Lead Review

  • Book: The Lighthouse Keeper’s Daughter
  • Location: Beachy Head, Madrid
  • Author: Cherry Radford

Review Author: tripfiction

Location

Content

The first thing when opening the novel to note is that there is a specially compiled Spotify playlist to play along with the book. Songs are listed by chapter. One of the characters is a musician and it is music that essentially forges the connection between Imogen and Santi early on. There is Imogen in and around Beachy Head and Santiago Montoya in Madrid and it is one of his songs, playing in the car, that catches Imogen’s attention.

Imogen reaches out to Santi on Social Media and the first faltering footsteps of exchange are made, each with a different mother tongue, each in their own way a lonely soul. There are smatterings of Spanish, which made it a great read for me as I am learning a little Spanish, little phrases and words are slipped in across throughout the text.

Imogen is living in a borrowed lighthouse, writing articles to make ends meet and is busy imagining the construct of a novel that she is just dying to write. She is also trawling through the secret diaries of her father, the eponymous lighthouse keeper of the title. He has left her a memoir to peruse, it seems history repeats and he was corresponding with a pen friend all those years ago, forging plans, detailing his life.

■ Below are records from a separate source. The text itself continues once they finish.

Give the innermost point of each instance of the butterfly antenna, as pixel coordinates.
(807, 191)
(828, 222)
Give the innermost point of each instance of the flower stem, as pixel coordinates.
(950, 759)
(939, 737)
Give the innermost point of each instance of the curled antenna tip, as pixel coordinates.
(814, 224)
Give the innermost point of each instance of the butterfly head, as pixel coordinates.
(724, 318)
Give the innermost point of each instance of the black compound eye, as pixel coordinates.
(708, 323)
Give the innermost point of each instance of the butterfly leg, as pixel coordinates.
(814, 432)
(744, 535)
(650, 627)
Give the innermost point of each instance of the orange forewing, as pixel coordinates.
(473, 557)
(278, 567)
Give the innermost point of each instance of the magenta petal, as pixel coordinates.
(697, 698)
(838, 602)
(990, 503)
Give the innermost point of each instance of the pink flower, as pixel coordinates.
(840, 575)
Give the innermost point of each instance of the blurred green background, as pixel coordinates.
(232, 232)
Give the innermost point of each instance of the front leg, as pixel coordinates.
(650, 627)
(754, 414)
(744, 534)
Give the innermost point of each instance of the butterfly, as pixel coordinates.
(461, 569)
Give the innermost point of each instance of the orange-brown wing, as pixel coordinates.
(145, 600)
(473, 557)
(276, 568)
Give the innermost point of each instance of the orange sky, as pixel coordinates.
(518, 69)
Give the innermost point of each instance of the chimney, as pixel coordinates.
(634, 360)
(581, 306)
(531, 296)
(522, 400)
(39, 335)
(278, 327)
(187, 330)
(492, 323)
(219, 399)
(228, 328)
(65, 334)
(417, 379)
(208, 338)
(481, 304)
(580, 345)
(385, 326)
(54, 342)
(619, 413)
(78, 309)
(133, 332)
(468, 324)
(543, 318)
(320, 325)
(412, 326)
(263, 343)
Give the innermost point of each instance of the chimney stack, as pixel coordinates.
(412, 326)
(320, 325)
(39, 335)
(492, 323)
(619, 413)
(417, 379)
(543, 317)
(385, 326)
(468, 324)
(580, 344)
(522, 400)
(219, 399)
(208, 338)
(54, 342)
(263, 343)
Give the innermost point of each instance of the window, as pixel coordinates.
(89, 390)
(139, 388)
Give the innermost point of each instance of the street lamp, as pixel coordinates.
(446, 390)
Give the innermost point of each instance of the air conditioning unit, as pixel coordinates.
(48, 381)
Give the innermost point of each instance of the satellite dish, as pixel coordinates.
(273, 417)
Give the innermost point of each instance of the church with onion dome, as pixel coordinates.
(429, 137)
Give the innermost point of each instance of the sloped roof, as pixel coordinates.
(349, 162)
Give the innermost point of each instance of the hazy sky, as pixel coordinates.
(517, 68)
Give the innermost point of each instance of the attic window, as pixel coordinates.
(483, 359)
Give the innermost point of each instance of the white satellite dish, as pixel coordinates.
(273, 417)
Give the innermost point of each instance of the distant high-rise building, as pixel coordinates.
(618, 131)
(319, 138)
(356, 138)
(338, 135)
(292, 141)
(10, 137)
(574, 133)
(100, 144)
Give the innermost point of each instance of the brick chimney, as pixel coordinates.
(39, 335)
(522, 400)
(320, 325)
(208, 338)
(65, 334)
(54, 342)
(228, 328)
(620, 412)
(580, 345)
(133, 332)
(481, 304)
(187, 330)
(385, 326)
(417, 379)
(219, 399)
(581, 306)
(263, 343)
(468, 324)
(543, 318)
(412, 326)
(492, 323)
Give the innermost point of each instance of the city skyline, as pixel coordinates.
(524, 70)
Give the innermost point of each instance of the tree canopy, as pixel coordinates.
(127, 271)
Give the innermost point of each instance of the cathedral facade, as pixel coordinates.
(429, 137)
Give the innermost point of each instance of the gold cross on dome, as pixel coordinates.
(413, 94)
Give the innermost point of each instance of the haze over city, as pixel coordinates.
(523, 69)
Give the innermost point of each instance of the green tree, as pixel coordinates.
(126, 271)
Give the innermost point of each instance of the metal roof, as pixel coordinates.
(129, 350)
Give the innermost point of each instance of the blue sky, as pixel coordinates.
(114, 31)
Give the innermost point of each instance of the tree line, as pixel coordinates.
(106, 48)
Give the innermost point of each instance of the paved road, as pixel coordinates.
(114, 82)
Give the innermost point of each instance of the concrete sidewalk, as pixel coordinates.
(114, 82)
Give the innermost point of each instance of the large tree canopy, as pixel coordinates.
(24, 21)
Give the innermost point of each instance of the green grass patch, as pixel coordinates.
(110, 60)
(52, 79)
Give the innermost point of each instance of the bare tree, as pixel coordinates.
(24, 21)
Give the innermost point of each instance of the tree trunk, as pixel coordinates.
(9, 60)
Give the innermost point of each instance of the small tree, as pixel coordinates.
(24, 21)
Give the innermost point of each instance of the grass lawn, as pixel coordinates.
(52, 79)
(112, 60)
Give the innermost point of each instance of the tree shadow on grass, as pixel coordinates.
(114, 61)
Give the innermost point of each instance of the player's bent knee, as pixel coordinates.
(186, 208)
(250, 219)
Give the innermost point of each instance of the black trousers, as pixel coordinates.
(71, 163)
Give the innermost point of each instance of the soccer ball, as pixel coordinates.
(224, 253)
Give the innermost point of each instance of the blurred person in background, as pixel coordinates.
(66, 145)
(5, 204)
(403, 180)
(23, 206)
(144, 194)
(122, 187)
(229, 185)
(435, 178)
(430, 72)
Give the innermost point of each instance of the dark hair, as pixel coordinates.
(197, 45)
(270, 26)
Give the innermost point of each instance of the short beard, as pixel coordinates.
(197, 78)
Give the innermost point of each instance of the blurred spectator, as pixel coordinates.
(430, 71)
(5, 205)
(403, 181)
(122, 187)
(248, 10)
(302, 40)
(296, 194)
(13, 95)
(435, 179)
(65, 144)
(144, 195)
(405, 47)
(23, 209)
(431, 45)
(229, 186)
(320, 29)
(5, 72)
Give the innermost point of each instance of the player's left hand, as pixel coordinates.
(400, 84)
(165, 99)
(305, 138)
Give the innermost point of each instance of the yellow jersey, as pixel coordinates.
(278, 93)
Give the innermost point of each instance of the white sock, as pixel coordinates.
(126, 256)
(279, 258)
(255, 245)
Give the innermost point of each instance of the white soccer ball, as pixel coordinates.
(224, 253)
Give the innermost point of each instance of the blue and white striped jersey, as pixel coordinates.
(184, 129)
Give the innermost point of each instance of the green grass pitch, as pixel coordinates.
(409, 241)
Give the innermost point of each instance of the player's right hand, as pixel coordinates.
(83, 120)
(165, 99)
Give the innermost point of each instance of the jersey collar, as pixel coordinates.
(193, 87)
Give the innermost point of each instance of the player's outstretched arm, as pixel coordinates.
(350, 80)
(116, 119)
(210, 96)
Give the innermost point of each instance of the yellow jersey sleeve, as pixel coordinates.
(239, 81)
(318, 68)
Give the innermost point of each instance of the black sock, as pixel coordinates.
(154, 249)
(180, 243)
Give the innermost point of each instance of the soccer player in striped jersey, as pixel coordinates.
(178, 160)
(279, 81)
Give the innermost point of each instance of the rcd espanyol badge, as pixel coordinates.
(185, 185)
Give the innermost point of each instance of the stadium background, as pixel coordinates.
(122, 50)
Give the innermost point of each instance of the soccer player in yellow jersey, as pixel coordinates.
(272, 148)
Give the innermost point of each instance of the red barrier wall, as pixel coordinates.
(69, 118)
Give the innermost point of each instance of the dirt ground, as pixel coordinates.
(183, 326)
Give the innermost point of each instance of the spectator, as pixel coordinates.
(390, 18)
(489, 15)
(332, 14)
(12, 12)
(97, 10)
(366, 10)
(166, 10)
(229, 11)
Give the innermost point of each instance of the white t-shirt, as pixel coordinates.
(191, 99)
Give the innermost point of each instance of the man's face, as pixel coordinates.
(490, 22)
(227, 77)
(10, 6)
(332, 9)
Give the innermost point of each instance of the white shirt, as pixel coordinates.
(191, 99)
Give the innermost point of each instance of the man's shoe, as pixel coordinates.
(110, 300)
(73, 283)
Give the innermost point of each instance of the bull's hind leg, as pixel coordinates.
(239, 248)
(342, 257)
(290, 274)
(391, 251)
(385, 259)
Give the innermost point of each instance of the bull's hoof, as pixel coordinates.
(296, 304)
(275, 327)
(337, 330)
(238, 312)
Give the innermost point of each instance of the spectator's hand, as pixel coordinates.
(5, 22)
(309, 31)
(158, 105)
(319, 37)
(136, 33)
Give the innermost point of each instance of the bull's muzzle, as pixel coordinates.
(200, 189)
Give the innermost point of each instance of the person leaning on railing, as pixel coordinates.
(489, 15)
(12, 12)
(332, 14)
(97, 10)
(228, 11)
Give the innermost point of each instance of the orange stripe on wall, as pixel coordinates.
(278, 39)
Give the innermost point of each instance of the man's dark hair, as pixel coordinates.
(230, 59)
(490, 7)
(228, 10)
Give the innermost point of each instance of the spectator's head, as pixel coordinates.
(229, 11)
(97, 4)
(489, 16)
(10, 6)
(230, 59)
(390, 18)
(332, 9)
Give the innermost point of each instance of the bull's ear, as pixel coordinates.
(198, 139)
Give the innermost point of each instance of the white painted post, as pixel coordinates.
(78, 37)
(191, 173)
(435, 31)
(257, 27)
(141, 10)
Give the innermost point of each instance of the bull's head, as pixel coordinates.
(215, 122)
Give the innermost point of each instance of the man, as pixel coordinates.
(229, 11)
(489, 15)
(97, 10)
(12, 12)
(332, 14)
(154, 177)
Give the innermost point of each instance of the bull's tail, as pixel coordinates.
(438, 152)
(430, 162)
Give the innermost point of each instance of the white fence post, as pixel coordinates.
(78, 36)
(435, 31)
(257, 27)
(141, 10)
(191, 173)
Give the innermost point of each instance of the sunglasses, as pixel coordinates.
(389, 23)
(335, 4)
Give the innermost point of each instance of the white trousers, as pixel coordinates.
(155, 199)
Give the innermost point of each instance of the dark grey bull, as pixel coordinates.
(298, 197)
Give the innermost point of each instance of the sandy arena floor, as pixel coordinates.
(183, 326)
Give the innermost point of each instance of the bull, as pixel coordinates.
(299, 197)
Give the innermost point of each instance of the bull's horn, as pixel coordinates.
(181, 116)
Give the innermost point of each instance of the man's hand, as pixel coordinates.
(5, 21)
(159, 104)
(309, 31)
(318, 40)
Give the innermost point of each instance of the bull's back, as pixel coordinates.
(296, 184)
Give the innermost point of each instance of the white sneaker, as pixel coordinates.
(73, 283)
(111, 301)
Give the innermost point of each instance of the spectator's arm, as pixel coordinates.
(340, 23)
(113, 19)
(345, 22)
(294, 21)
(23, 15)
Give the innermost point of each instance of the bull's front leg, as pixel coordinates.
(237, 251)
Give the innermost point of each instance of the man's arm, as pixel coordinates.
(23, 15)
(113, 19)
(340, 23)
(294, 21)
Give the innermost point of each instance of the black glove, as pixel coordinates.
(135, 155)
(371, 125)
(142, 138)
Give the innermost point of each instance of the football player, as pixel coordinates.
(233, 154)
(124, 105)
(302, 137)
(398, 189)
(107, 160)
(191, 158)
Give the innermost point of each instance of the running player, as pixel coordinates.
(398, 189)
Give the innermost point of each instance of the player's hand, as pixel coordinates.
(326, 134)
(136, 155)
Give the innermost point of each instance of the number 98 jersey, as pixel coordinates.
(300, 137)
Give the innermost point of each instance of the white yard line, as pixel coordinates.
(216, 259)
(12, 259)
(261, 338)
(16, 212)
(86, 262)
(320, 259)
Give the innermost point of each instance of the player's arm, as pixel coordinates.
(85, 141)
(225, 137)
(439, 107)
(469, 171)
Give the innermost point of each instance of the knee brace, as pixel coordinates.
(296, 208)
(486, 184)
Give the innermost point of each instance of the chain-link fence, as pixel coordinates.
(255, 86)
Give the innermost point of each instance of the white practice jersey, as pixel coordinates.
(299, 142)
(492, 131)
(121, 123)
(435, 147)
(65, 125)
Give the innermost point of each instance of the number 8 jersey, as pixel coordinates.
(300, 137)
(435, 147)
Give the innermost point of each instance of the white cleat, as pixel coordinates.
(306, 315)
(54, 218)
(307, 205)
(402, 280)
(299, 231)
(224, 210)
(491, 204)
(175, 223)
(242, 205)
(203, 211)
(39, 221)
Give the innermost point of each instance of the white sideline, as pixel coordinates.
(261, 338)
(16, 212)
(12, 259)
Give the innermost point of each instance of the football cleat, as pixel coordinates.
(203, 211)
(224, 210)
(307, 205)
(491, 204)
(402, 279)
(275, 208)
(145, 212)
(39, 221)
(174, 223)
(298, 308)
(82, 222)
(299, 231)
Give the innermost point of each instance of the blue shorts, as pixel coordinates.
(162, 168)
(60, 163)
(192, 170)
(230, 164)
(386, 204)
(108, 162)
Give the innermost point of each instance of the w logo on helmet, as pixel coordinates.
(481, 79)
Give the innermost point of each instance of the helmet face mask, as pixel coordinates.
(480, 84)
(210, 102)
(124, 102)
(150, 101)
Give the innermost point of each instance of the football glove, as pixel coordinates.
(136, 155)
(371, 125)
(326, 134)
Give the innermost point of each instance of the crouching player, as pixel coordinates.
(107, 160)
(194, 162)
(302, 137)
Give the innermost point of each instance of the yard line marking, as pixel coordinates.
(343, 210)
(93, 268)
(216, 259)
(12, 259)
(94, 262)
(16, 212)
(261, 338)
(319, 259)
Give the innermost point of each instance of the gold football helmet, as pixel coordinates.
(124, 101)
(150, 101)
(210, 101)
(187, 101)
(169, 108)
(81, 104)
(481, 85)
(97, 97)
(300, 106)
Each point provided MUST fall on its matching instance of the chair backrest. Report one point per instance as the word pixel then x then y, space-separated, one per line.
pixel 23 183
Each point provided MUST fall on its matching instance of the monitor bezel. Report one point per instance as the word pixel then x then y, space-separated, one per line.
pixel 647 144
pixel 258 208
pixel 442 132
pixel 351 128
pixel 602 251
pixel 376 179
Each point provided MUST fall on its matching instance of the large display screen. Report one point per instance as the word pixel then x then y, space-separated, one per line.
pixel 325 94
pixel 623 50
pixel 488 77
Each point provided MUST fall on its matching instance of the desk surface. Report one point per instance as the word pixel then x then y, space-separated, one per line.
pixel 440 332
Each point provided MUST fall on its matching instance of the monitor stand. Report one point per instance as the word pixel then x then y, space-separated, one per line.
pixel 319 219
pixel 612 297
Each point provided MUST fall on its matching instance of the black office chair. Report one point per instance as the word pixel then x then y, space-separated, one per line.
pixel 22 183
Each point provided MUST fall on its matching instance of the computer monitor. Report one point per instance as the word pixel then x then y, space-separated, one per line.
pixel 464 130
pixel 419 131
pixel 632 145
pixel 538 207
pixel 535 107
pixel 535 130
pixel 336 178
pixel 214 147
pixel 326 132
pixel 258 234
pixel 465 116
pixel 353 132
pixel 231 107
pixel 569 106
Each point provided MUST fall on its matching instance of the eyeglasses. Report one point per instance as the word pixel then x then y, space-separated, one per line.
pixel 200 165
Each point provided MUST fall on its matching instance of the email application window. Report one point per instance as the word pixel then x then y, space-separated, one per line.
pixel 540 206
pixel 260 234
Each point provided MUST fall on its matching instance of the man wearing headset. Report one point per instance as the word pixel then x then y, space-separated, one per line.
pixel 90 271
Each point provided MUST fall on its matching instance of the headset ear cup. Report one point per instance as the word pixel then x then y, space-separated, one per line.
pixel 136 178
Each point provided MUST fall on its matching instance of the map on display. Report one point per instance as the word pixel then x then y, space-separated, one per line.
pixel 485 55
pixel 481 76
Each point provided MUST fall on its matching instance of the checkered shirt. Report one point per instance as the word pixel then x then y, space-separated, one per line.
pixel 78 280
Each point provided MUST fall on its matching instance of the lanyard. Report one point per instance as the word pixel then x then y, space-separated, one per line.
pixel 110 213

A novel of love, life and Twitter….. a story inspired by the author’s stranger-than-fiction friendship with a well-known flamenco guitarist in Madrid. The storyline hops around between the characters, mirroring the butterfly nature of Social Media, on to WhatsApp and the progression to Skype.

The book itself, in its physical form, is a delight. Each chapter opens with a light photographic image of the sea and coastline, with, of course, a lighthouse.